I'm a good person and I'm raising good people.  We will not exclude you from coming on our field trips.  We will not try take your faith away, we just ask that you not force it on us (and I realize that the basis of many Christian faiths is spreading the Good News and saving people and such - and so yeah - makes it hard on folks like me for you to live out your faith). 

And I don't need to look up the answer in a book and ponder it at length when asked if people should stone other people.  My moral compass is just too firmly grounded for that.


  1. I have often entertained the thought of tossing a rock at someone who starts with the whole gay thing. I don't want to seriously hurt anyone, but am I bad because the idea of some denim jumper clad righteous homeschooler sporting a bruise above her eye because someone REALLY took the Bible literally and tried to stone her is tremendously funny to me?

    Yeah, call the grammar police, that last sentence was a crime.

    I have no problem with anyone's religion until they either try to make it MY religion or they suggest that my lack of religion makes it unsafe for my kids to be around theirs.

    Of course, all that shit's in the past, my kids are grown up, and thankfully we found a TON of secular/atheist/Buddhist/other homeschoolers to hang out with.

    You might like this post:

  2. I think you summed up beautifully what we were talking about on Friday. I love your last paragraph.

  3. I just wanted to say that I agree with this post 100%!

    I'm also lucky to live, as does Ami - in fact, within a dozen miles of her - in an area where there are plenty of secular homeschoolers. Even though we've strayed from homeschooling circles due to Davan's overwhelming circus obsession, it's still a reflection of the area as a whole - plenty of accepting folks around from both sides of the coin.

  4. Ok , you win, this is more than enough to chew on to cover the missing posts for Wednesday, Thursday and Friday. Let's say it scares me now and then hearing and reading about what is going on over there in your country. Yeah to all of you for standing up and remaining up with all the pressure around you.

  5. Amen, sister.
    Been there, done that and the Christians wouldn't let me have a t-shirt because it would let their kids see my shoulders. :)
    For a post in similar theme, you might enjoy

  6. No DOUBT. We live in an area where we have a lot more secular homeschoolers, but it's still hard to find an organized homeschool group that isn't Christian based.
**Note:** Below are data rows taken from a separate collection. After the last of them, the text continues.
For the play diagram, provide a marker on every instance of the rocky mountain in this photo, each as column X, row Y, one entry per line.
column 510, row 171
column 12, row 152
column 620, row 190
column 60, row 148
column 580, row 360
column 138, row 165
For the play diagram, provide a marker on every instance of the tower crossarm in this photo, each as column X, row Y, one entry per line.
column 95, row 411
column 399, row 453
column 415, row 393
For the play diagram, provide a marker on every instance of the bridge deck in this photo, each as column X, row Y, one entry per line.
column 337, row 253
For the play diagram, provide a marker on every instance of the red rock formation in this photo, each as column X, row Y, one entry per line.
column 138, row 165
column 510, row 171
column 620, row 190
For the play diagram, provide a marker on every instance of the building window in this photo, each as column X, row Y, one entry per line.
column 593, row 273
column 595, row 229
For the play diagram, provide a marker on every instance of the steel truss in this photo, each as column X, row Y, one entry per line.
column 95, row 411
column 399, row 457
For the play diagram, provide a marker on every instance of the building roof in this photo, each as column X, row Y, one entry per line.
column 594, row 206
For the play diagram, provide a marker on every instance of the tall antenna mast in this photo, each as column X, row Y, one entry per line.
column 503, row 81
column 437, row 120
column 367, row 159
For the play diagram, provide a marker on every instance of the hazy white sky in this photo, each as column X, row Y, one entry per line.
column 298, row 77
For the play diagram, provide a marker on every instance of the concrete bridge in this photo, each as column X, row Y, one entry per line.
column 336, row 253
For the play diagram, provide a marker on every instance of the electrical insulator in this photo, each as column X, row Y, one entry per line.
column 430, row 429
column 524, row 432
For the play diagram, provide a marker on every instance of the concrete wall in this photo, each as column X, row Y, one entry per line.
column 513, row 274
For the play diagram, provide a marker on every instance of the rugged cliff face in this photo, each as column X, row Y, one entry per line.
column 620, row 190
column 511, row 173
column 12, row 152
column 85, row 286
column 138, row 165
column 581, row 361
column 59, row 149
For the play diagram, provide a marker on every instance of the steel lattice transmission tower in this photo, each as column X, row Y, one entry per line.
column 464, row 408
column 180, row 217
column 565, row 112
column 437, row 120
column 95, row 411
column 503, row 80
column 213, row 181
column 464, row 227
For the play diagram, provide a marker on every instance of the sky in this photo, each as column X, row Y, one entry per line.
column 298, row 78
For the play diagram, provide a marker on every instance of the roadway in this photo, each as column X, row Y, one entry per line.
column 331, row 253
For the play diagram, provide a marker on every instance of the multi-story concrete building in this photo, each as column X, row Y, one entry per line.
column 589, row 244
I guess the Christians are more motivated than us lazy secular homeschoolers. I WAS tempted to join a group and pretend to be Christian until I realized they taught Creationism.


  7. Once again you've dropped off the face of the earth.


  8. Well, hopefully it helps to know you are not alone. Looks like a lot of us agree here. I just wish there were more of us that did, especially in the homeschool arena. I enrolled my son back in public school this year because I am lazy and it just felt like too much trying to find the right affordable non brainwashing curriculum. Of course sending him to public school is just as disheartening as even though there is SUPPOSED to be a separation of church and state there is a lot of that "churchy" ..."one of us" influence there too. He actually gets bullied pretty frequently by his "christian" friends while the predominantly "christian" teachers and admin turn a blind eye, because well..actually I don't know why. I guess because they can. Because this is Texas so they are the majority? Maybe it is because they think if you're going to be a heathen you should learn to accept that you are simply never going to be God's favorite? Who knows.But I appreciate you're take on it and for being brave enough to tell it like it is. AND for doing it so entertainingly. Your entries always make me smile and make me feel a little less alone.

  9. Ugh... that should read ..."YOUR TAKE" NOT You' I hate when I do that. Sorry.